There was once a girl I knew, a long time ago in my youth.
She was a bumbling mixture of nerves, insecurities and contradictions. She spoke confidently in a podium of thousands of students but could never look in the eye of the boy she liked in class. Instead, she wrote many poems and prose about unrequited love, daydreamed of wearing clothes she would never dare to wear and listened to ballads and country music that spoke of her inner turmoil.
She couldn't wait to grow up. To flee from her teenage reality, she spent her paydays in second hand bookshops going through titles and book covers of paperbacks that painted her imagination and transported her to different worlds where happiness can be plucked from the air. That was where I left her, in a bookshop at KCC Mall, and where, many years later, on a pilgrimage to my hometown, I found her again.

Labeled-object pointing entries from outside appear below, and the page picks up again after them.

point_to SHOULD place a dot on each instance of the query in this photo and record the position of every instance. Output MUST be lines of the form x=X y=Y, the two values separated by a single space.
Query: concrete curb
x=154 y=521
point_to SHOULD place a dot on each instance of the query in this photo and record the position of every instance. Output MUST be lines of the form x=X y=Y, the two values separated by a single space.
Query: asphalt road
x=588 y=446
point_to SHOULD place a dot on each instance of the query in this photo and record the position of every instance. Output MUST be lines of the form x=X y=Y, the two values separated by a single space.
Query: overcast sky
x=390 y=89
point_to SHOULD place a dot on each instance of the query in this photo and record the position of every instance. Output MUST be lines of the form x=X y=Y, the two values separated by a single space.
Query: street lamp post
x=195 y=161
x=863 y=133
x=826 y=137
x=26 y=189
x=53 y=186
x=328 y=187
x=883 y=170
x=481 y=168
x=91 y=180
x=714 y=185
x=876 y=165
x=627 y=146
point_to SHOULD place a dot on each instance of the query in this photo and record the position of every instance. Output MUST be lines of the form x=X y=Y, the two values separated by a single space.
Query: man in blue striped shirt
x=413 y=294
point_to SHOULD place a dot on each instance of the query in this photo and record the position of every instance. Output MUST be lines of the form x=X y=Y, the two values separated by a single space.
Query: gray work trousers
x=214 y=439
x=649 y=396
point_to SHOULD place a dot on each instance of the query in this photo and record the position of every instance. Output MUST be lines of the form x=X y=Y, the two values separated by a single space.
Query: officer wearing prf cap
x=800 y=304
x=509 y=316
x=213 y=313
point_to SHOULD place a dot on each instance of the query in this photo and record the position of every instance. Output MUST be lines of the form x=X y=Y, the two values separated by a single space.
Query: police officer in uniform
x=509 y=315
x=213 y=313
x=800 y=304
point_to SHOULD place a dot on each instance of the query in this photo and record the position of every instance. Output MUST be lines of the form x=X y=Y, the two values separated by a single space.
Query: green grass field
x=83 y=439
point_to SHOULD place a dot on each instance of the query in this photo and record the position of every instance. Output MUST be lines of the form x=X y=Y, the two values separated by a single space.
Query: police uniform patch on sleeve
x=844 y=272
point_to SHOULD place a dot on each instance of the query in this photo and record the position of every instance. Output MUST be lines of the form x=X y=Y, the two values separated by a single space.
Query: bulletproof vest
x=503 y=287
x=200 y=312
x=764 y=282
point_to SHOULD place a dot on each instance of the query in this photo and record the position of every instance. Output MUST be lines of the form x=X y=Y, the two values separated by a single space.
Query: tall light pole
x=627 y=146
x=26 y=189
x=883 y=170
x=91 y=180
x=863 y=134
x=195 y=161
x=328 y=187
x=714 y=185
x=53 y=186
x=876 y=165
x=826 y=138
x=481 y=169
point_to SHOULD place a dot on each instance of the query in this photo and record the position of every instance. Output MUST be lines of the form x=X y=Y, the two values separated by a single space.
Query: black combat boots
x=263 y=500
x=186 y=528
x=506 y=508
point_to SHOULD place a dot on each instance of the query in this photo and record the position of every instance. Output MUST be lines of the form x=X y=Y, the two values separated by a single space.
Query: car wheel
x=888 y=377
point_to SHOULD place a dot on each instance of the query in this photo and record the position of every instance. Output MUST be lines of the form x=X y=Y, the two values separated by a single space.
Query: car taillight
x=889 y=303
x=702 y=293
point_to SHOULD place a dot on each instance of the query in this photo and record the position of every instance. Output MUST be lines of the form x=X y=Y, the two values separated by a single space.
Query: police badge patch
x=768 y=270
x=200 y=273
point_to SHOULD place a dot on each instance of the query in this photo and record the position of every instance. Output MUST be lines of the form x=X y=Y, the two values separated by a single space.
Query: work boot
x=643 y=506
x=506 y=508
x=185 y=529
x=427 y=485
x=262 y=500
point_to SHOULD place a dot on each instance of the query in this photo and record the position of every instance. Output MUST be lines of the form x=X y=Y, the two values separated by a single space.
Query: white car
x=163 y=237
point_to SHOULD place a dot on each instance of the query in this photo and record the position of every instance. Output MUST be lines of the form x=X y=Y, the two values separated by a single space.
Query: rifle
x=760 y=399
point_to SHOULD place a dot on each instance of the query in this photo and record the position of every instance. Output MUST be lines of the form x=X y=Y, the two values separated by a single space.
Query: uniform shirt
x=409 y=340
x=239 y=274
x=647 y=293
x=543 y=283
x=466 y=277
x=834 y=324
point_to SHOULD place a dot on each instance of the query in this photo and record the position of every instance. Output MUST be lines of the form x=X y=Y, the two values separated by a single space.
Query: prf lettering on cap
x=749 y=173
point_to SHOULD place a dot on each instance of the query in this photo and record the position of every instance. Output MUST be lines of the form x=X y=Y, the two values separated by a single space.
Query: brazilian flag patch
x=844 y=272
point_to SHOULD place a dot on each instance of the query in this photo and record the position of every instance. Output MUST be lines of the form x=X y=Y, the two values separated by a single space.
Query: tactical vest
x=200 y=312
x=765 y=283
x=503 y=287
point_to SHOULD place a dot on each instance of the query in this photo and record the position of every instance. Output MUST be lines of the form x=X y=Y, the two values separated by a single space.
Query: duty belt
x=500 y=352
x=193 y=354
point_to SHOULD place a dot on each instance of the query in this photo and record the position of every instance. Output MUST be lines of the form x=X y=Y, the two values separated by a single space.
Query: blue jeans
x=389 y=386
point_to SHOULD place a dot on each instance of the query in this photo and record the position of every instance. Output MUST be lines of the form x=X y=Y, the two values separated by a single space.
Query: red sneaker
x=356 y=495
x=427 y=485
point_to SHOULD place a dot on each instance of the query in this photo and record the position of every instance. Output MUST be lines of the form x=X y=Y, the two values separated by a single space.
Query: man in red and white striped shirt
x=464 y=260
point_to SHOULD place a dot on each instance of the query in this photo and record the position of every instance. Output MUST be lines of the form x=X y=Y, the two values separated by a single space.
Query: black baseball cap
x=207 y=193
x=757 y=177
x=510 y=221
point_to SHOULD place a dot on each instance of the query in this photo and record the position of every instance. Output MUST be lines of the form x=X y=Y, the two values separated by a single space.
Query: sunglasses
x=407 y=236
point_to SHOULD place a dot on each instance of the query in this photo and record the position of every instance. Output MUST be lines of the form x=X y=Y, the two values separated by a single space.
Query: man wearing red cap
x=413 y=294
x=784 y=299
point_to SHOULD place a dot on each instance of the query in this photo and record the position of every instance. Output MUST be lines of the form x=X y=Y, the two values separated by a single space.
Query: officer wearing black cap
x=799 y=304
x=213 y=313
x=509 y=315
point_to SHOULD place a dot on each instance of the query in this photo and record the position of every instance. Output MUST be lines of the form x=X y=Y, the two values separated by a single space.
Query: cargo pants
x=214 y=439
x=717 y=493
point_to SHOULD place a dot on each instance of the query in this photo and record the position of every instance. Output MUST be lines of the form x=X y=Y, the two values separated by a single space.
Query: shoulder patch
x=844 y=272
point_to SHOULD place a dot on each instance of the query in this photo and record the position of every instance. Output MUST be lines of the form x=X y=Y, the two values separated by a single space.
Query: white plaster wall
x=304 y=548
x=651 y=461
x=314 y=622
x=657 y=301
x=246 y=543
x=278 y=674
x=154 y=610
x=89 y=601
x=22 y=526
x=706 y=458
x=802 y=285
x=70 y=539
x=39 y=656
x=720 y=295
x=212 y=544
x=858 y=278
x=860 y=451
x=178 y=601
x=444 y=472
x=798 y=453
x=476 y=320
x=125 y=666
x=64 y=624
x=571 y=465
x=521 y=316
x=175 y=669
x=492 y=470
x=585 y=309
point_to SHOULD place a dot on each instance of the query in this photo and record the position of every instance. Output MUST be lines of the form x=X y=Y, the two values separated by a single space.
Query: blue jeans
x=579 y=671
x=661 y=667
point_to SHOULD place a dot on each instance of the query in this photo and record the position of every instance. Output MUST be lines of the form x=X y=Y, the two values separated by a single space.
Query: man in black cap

I have not thought about her often, the girl I hated for her recklessness and impudence but also admired for her restless passion and fearless faith in her abilities. I have often wondered what she would have thought of me, who, at turning 34 this year have not quite achieved the grand dreams and great expectations she had once laid on my shoulders.
But I wanted to tell her that I have accomplished ordinary things I could be proud of and picked up a few things she might not have known. That happiness comes when we learn to align our expectations to our reality. That contentment grows when we learn to shift our priorities around those who really matter. That grief overwhelms us with anger and regret before gratitude and acceptance can take its roots. And most importantly, that the past deserves forgiveness, in order for us to move on.
So when I saw her again, I greeted her and she smiled back at me in recognition, in her loose jeans and baggy t-shirt with dry unruly hair tied up in a ponytail. She didn’t have to say anything for me to know that she understood - my hatred, my abandonment, my regrets. And on that day when we met, I made peace with her - the girl I once knew, the friend who was my enemy, the person who once was me.